Cuando le resultó imposible continuar, sintió fijos sobre ella los ojos de Mr. Warwick.
Entonces el hombrecito le dijo estas palabras, muy excitado, aunque no tenía la intención de parecerlo. Le hablaba como una persona inteligente a otra y, además, como si también le estuviera diciendo un cumplido.
—Si me permite, Mrs. Winterton, y aunque sé que es usted una mujer casada, nunca como hoy me he sentido más cerca de la idea del matrimonio.
Se hizo una pausa angustiosa.
Antes de que tuviera tiempo de desmenuzar esa frase en los emocionantes fragmentos en que anhelaba hacerlo, se echó a discurrir en seguida: “—Sabe que soy casada, me ha dicho que es soltero y no me cabe duda de que es honesto, educado, con experiencia e inteligente, y sin embargo, nunca había pensado en casarse hasta que me conoció.”
Una niñita que se hallaba con la gente de la mesa contigua se aproximó, interesada, a Mr. Warwick. Era muy pequeña. Lo miró y con voz aguda le dijo:
—¡Hola!
Mr. Warwick inclinó la cabeza. De una simpática inhabilidad con los niños, le respondió:
— ¡Hola, querida! ¿Me vas a dar un beso?
—No —le contestó la chicuela—. Voy al baño.
Se hizo un silencio de estupor y luego se oyó una carcajada general.

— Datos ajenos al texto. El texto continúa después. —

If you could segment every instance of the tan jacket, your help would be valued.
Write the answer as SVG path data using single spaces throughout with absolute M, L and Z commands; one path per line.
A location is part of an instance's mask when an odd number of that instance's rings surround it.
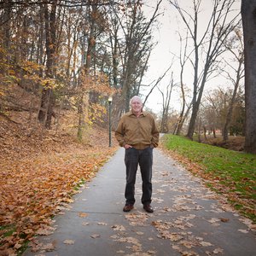
M 131 111 L 125 113 L 114 134 L 119 145 L 131 145 L 136 149 L 148 147 L 156 148 L 159 143 L 159 131 L 154 117 L 143 112 L 137 118 Z

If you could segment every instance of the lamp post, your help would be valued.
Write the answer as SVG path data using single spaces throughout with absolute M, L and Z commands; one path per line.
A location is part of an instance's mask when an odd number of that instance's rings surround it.
M 111 104 L 112 104 L 112 96 L 108 97 L 108 137 L 109 143 L 108 147 L 111 147 Z

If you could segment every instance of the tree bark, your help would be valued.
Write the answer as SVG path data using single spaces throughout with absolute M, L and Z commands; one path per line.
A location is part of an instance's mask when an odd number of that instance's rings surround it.
M 256 154 L 256 2 L 241 1 L 245 54 L 245 151 Z
M 46 72 L 47 79 L 54 79 L 55 55 L 56 53 L 56 6 L 57 1 L 55 1 L 51 6 L 51 11 L 49 15 L 49 6 L 44 5 L 45 20 L 45 49 L 46 49 Z M 51 128 L 51 119 L 53 116 L 53 108 L 55 105 L 55 97 L 53 89 L 50 84 L 46 84 L 43 88 L 41 97 L 41 106 L 38 113 L 38 120 L 44 124 L 45 128 Z

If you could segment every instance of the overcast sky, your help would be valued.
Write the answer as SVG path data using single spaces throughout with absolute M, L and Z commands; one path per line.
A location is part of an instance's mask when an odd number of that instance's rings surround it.
M 148 14 L 148 17 L 151 16 L 150 13 L 152 14 L 154 11 L 156 6 L 156 0 L 144 0 L 145 12 Z M 237 4 L 236 6 L 237 9 L 240 8 L 240 0 L 237 0 Z M 182 6 L 191 7 L 192 0 L 179 0 L 179 3 Z M 207 16 L 209 16 L 212 5 L 211 0 L 204 0 L 202 3 L 203 5 L 201 13 L 199 16 L 199 21 L 201 30 L 204 31 L 203 26 L 207 24 L 206 20 L 207 21 Z M 153 80 L 157 80 L 157 79 L 160 77 L 171 65 L 172 61 L 173 60 L 173 53 L 178 55 L 179 52 L 180 44 L 177 32 L 178 31 L 179 32 L 182 32 L 184 25 L 179 21 L 180 17 L 178 16 L 177 11 L 171 6 L 168 0 L 163 0 L 160 6 L 160 13 L 161 15 L 158 19 L 160 21 L 159 29 L 155 29 L 154 33 L 154 41 L 158 42 L 158 44 L 154 49 L 148 61 L 149 68 L 143 82 L 145 84 L 148 84 Z M 174 72 L 174 82 L 177 83 L 179 81 L 179 63 L 177 58 L 173 62 L 172 70 Z M 186 70 L 185 83 L 193 82 L 192 73 L 191 69 Z M 160 84 L 160 87 L 162 91 L 165 91 L 165 87 L 168 84 L 170 77 L 171 71 L 166 79 Z M 148 90 L 145 88 L 144 94 L 147 95 L 148 90 Z M 162 96 L 157 88 L 154 89 L 148 97 L 146 107 L 151 108 L 155 113 L 160 113 L 161 111 Z M 179 111 L 181 108 L 179 90 L 177 89 L 172 93 L 171 108 L 173 108 L 177 111 Z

Cuando el auto marchaba en dirección a The Fermines, él le dio las gracias.
—Haberlo conocido a usted, Mr. Warwick, significa mucho para mí —le dijo Thelma—. ¿Volveremos a vernos?
Él la había tomado de la mano, con amabilidad.
—Sí, querida...
—Si alguna vez se le ocurre venir a verme, vivo en el departamento Nº 100 —agregó con cierta tristeza.
En ese momento tuvo que mover el automóvil para que pudiera entrar un taxi. Cuando dio vuelta el recodo para entrar en el garaje, Mr. Warwick ya había desaparecido.